Thursday afternoon our friends arrived with their car and took us to their house where we would be staying. That morning the secondary students arrived home from boarding school excited to see us and exclaiming how much fun we were going to have over holiday. Of course we had to share that we were leaving for a few days to sort things out. That morning I also received a phone call from a friend’s sister who was in shock saying that my friend (her brother, Ronald) had passed away that morning and that I had to come to their home in Kisenyi immediately. So after many questions about death in Uganda and how the grieving process worked I decided that I did in fact have to go to the family’s home that day. So Julia and I dropped our bags in our new room, grabbed a cheap lunch at a local joint and then headed out. I walked in to an outside room of mourners. The boys father greeted me whispering with tears coming to his eyes,”Your friend is no longer among us. He has died.” We sat down in chairs was told that food that Ronald ate was poisoned and he was very sick for 3 days. The doctors did all that they could. And then came the words, ‘Do you want to go see the body?” We followed him up the stairs to the home. People were crying all around. Halfway up my eyes locked with a sisters and she ran to me “Jolene!, He’s dead! Ronald’s dead! I call out to him, but he doesn’t hear me!” Into the house I walked not knowing what lied ahead with the arms of two women wrapped around me, heads on my shoulders, wailing. The room was full of women crying and the casket in the middle of the room. We probably stood there for 3 minutes, but it felt like forever! We went back outside to sit and reflect.
Friday we visited a friend’s school where he teaches at. They had a special day where the children presented to family what they learned that year. Came back home around 5 and hung out at the house for the evening. Around 11 Julia fell asleep on the couch. James told me to wake her and tell her to go to bed. I did but she refused at first. So James brought the candle (did I mention there is never electricity here) back to the room and set on some speakers beside the bed. The 3 of us joked for a few minutes and then James and I left the room to allow Julia to sleep. About 2 hours later one of the guys said “there looks like fire” and he walked to the door and looked out. He saw a reflection in the car parked right outside our bedroom window. Seconds later 2 guys were running down the hall to my bedroom. Julia was awaken and she came out through billowing smoke and laid on the couch again to fall right back to sleep after telling me that it was a legit fire. We slept on a mattress in the living room that night.
The next morning the guys immediately began scrubbing down our entire room.
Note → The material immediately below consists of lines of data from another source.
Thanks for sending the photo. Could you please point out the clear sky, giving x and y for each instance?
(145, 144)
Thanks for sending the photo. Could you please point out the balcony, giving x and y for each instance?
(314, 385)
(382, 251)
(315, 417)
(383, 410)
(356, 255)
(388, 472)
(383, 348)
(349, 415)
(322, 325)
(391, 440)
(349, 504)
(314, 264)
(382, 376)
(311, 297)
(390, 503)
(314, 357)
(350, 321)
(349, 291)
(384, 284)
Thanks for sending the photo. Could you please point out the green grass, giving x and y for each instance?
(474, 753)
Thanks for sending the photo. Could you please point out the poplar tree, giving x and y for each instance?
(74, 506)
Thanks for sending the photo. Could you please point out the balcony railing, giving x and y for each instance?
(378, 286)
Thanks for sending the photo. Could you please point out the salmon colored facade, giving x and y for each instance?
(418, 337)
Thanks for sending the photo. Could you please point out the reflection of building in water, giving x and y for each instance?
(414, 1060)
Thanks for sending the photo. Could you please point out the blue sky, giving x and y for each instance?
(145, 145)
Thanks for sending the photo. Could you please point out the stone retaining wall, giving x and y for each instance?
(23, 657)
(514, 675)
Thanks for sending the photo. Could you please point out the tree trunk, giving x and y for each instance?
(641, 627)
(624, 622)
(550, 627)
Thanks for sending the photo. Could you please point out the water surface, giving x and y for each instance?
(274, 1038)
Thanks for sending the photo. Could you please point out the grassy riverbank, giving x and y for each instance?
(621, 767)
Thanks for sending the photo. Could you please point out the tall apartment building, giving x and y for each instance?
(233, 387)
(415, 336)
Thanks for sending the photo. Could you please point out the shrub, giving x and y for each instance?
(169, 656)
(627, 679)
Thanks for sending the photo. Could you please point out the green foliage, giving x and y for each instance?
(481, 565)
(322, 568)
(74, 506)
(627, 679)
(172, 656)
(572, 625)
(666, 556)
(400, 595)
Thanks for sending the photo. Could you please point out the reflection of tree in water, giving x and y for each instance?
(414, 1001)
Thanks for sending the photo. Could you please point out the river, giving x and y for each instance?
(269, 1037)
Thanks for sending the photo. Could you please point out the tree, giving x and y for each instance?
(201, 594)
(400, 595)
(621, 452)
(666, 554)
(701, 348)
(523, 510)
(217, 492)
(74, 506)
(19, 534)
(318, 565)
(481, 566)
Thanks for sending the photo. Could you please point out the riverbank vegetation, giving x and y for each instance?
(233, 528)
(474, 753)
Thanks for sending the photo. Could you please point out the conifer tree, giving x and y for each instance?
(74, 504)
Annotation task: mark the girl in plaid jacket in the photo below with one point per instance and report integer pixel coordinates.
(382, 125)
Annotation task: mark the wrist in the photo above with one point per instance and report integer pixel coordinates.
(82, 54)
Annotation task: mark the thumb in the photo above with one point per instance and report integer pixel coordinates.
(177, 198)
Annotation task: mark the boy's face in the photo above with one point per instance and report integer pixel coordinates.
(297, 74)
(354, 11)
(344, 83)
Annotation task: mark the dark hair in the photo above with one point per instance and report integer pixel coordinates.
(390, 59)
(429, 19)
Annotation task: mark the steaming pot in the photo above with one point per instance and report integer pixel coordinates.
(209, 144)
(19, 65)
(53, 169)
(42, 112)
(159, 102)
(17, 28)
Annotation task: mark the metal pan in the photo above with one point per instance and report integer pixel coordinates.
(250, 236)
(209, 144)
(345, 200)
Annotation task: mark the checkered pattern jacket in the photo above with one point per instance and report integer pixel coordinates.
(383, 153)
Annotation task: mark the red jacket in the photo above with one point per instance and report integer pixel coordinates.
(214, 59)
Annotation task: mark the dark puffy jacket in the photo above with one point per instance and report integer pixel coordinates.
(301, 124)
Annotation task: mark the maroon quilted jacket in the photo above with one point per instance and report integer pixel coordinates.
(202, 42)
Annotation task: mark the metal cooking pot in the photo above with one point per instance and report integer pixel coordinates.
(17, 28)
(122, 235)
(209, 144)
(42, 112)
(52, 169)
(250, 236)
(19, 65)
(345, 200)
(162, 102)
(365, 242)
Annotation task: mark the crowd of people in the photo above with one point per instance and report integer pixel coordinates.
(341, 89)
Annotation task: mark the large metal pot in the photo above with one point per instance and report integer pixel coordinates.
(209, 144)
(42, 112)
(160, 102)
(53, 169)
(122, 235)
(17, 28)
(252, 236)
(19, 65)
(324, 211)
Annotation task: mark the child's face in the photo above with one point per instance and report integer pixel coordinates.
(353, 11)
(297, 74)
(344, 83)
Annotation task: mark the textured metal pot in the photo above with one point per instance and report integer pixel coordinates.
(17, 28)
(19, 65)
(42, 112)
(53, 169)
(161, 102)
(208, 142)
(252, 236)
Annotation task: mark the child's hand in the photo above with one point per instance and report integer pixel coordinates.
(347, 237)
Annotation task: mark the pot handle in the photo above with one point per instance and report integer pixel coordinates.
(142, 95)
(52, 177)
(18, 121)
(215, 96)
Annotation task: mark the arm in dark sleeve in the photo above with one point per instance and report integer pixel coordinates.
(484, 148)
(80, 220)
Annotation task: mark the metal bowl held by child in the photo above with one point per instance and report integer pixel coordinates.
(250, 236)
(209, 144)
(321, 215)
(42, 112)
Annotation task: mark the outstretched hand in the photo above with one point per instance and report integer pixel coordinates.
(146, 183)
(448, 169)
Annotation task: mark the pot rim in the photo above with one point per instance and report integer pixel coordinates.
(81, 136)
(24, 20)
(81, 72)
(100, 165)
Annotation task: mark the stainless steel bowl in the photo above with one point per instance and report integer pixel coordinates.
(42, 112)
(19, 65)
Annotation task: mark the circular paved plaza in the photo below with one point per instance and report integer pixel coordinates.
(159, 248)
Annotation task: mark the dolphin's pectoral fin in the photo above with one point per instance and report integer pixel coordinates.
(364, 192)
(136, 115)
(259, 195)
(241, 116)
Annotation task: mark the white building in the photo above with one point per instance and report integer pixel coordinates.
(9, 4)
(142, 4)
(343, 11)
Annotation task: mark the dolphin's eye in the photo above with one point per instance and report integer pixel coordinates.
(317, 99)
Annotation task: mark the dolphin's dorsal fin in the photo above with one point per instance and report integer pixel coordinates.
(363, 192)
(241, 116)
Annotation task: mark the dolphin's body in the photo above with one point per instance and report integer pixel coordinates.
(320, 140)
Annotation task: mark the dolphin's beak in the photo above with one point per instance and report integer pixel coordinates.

Luckily we had not unpacked much of our stuff so it was safe inside our suitcases. It was later confirmed that my laundry bag had caught fire and I lost several shirts and pants. Some were saved with minor damage that may get cleaned enough (fingers crossed).
The challenge of whether to go back or not continues. I shall keep you updated with what happens in the coming days… Otherwise continue to pray for us and Ronald's family. I am honestly safe and doing well. I know that I am facing these challenges for a reason and I am excited to see what happens this coming week.